The reason why the annual candlelight vigilin the Victoria Park to commemorate the 1989 Tiananmen Square crackdown is detestable is because the organizer always spreads a kind of sentimentality by way of images of tanks marching into the Tiananmen Square, wearing down the resistant will of many a Hongkonger. Step by step, people have come to believe in fatalism and cynicism, fancying that China will turn democratic overnight.
In the Occupy Central Movement, it has exactly been those pan-democrats who again and again repeat the June Fourth incantation, attempting to persuade the protesters to beat a retreat and surrender to the police. They look exactly like a group of lackeys who not only disintegrate themselves but also sacrifice all the demonstrators. The reason why I object to Occupy Central is exactly that the nature of “those in charge” is hypocritical, that they will betray the only remaining morale of the people. (Thanks Heavens, the persistence of Hong Kong citizens has shown Hongkongers in general to be smarter than I thought.) One massacre and thirty years’ peace have turned many former fighters into accomplices in stabilization.

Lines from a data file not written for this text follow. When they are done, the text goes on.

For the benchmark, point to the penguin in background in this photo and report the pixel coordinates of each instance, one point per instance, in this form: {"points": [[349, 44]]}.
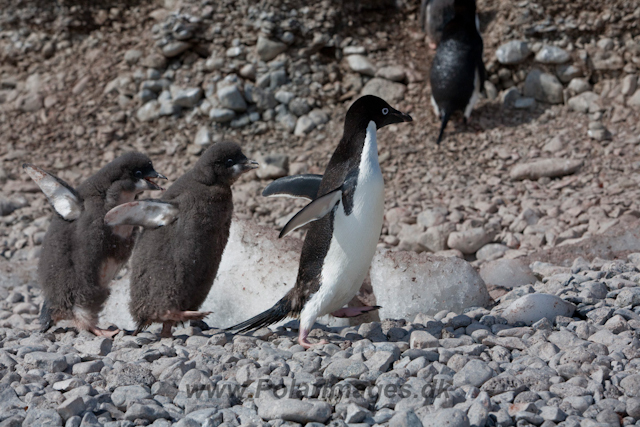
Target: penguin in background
{"points": [[345, 220], [178, 253], [80, 254], [457, 74], [434, 15]]}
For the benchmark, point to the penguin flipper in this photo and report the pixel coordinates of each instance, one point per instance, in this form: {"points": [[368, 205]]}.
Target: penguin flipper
{"points": [[64, 199], [303, 186], [281, 310], [145, 213], [313, 211]]}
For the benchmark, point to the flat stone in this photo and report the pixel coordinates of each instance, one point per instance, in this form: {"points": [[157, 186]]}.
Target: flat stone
{"points": [[123, 396], [417, 278], [360, 64], [552, 55], [507, 273], [502, 384], [148, 412], [230, 97], [295, 410], [633, 407], [629, 84], [469, 241], [175, 48], [71, 407], [543, 87], [149, 111], [513, 52], [475, 373], [423, 339], [304, 125], [42, 417], [567, 72], [533, 307], [221, 115], [634, 101], [552, 413], [203, 136], [552, 168], [269, 49], [49, 362], [389, 91], [187, 97], [344, 368], [577, 86], [491, 251], [273, 166], [585, 102], [449, 417], [99, 346], [631, 385], [393, 73], [405, 419]]}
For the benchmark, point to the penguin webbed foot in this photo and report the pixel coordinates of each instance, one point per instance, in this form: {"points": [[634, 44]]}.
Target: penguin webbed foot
{"points": [[107, 333], [354, 311], [183, 316]]}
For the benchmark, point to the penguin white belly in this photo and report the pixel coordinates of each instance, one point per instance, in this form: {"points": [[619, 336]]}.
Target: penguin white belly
{"points": [[108, 270], [354, 239], [475, 96]]}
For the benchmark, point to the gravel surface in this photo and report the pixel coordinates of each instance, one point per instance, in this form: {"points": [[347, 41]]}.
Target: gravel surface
{"points": [[548, 169], [562, 350]]}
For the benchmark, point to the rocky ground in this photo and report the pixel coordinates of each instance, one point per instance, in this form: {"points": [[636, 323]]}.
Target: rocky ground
{"points": [[561, 351], [550, 163]]}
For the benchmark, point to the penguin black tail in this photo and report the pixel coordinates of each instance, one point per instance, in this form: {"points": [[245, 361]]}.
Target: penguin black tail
{"points": [[46, 321], [280, 311], [445, 119]]}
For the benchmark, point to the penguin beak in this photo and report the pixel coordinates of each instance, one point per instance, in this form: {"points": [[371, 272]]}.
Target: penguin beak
{"points": [[400, 117], [150, 184], [396, 116], [251, 164]]}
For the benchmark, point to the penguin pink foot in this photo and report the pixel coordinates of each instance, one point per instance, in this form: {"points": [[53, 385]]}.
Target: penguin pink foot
{"points": [[183, 316], [303, 341], [354, 311], [108, 333]]}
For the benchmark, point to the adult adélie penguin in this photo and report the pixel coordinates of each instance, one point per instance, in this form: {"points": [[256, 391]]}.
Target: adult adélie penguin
{"points": [[457, 73], [345, 220]]}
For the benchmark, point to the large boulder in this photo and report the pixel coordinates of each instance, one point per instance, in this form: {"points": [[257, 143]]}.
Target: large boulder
{"points": [[406, 283]]}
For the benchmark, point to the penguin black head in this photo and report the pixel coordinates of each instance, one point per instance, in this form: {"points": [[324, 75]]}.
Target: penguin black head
{"points": [[135, 171], [371, 108], [223, 163], [465, 8]]}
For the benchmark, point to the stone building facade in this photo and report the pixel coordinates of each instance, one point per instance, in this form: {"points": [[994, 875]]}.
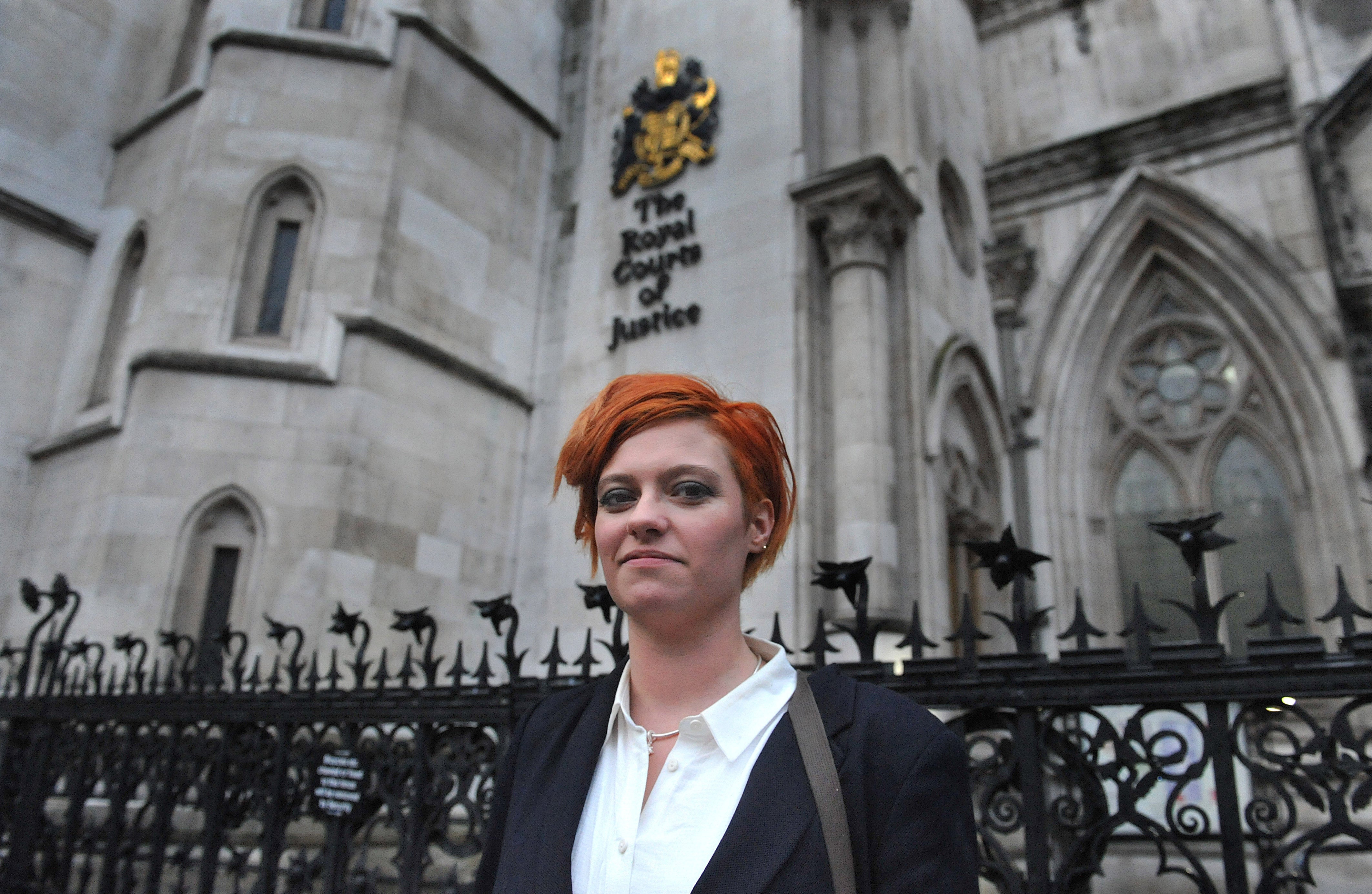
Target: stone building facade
{"points": [[302, 295]]}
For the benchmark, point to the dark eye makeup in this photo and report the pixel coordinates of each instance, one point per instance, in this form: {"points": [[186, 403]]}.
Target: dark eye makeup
{"points": [[689, 492]]}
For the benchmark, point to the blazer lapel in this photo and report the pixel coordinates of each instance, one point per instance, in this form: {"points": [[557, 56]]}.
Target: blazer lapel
{"points": [[777, 805], [772, 816], [570, 786]]}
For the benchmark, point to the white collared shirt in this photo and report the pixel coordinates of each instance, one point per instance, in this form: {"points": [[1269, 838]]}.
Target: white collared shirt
{"points": [[665, 848]]}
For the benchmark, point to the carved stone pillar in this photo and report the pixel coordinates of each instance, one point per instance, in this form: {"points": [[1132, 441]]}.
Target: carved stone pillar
{"points": [[862, 213]]}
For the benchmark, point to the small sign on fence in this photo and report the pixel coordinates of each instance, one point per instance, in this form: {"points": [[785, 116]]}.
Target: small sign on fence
{"points": [[341, 783]]}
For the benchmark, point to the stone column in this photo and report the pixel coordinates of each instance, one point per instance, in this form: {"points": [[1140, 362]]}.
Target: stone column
{"points": [[862, 213]]}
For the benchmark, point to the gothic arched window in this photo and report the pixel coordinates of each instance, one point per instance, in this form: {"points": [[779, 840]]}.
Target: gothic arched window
{"points": [[117, 320], [1183, 406], [219, 548], [190, 47], [330, 15], [276, 261], [972, 501], [1147, 492], [957, 213]]}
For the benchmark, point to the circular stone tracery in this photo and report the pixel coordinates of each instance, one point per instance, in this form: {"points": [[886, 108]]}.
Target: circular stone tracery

Deep down their heart, the pan-democrats are very worried about offending the authorities. They take care not to overdo everything and worst still, some of them covertly co-operate with the government. Back in 2003, when Tung Chee-hwa, the then chief executive of Hong Kong, became the object of widespread anger and discontent, they dared not overthrow him. In this year’s civil disobedience, they have again warned Hongkongers that the People’s Liberation Army will repeat the Tiananmen Square Massacre in Hong Kong, while the real situation is by no means so bad. Without any good reason, they withdraw from advancing, which is equal to stabbing the people in the back and accomplishing the magnificent act of stabilization in an absurd way. How can Hong Kong people trust them?!
From a comprehensive perspective, the role played by the pan-democrats in Occupy Central is a problem maker. Each and every time when they come on the stage, nothing good will happen. Dancing with the pan-democrats is a suicidal act. Hong Kong no longer needs pan-democrats or voices displaying weakness. If they want to turn themselves in to the police, it is their own business.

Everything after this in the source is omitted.